Был сентябрьский прохладный ветреный вечер. Носило тучи, моросил мелкий дождь, утихал. Она была по московской моде без шляпы, в коротком пальто, руки в карманы. Воротник пальто поднят, головка возвышалась над ним как цветок.

«Наверное, у нее удивительная жизнь! — думала Настя. — Все ладится, все красиво, изящно. Хочешь — поезжай куда хочешь, все открыто этой талантливой, влюбленной в жизнь Анне Небыловой».

Они дошли до трамвайной остановки и встали под фонарем. Снова припустил косой редкий дождь. Дождевые капли, залетая в свет фонаря, вспыхивали серебряными блестками.

Мокрые волосы журналистки плоско повисли вдоль полинявших от холода щек. Она ежилась, втягивая шею в воротник.

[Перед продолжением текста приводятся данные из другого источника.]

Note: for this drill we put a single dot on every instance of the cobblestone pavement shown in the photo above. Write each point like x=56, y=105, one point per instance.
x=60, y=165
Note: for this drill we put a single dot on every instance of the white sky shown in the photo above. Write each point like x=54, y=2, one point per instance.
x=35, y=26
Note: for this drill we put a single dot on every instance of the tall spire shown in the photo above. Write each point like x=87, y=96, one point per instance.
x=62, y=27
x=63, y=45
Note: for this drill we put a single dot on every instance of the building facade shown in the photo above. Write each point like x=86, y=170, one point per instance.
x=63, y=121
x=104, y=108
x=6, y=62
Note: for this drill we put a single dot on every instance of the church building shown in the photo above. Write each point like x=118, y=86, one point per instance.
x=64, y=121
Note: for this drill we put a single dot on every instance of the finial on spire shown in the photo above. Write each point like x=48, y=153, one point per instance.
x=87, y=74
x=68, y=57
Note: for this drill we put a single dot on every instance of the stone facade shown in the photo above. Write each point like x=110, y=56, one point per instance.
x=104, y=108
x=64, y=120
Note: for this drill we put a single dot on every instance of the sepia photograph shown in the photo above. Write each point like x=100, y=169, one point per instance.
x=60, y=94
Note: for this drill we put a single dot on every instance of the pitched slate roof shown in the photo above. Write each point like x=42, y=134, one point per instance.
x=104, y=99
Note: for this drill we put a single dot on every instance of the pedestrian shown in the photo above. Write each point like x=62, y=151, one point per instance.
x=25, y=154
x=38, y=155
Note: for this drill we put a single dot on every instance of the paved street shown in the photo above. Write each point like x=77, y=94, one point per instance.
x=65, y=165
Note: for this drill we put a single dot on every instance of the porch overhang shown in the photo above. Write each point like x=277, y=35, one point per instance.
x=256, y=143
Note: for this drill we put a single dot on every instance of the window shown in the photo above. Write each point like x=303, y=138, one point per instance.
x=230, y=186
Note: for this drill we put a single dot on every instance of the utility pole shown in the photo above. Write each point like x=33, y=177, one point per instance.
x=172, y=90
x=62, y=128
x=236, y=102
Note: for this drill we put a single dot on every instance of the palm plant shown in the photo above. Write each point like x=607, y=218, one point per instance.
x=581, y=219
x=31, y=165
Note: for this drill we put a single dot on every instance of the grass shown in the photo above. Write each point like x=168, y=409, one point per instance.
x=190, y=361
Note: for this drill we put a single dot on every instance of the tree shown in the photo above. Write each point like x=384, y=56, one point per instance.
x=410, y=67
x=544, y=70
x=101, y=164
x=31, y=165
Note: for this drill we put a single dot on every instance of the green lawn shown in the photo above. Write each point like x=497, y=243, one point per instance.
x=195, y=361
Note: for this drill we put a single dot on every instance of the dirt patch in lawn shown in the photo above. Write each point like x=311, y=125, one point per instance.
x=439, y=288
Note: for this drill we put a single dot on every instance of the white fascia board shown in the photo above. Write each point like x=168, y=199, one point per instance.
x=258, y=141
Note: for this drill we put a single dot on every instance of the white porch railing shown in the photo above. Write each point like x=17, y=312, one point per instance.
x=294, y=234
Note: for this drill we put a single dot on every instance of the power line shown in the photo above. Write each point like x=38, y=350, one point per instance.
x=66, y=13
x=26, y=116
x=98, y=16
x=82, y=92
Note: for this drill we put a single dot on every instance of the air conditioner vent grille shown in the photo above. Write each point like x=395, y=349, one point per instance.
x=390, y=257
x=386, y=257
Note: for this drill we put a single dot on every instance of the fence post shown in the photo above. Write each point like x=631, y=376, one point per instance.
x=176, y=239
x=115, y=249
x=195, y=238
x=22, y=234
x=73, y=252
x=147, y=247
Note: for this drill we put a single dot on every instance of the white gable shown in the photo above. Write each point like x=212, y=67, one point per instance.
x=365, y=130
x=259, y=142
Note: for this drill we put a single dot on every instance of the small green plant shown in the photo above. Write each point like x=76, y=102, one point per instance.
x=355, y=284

— Настя, ты не возражаешь, я провожу?.. — виновато спросил Абакашин, видя приближающийся трамвай.

— Как вас зовут? — быстро обернулась Небылова, впервые обратив внимание на Настю.

— Настя Андронова! — прокричал Абакашин под звон и дребезжание трамвая. — Садитесь скорее, ей не по дороге, садитесь, ей здесь близко! Настя, до завтра!

Он подсаживал Небылову, она поднялась на трамвайную площадку и все оглядывалась, отводя со щек мокрые пряди волос.

— Какое имя… редкое…

Трамвай ушел. Улица была пуста. Моросил дождик. Из водосточных труб с крыш побежала вода. Под ногами хлюпало. Пришла осень. «Жизнь чудесна», — говорит Анна Небылова…

«Знаешь, что я вспомнила, Димка? Один вечер. Мы пришли с тобой к нам после школы, и вдруг начался снегопад. Снег валил, валил, медленно, крупными хлопьями, и тополи во дворе стали белые, потом их завесило, куда-то они потонули: так густо шел снег, бесшумно и таинственно. А далеко у ворот сквозь снег мутно светилось пятно, это фонарь. Все было таинственно. Мы загасили в комнате электричество и смотрели в окно. Вдруг ты сказал: „Сейчас я тебе все открою!“ И убежал из дому. Я видела, как ты бежишь по двору, без шапки, а снег все валит и валит, у тебя побелели плечи и голова, и ты исчез.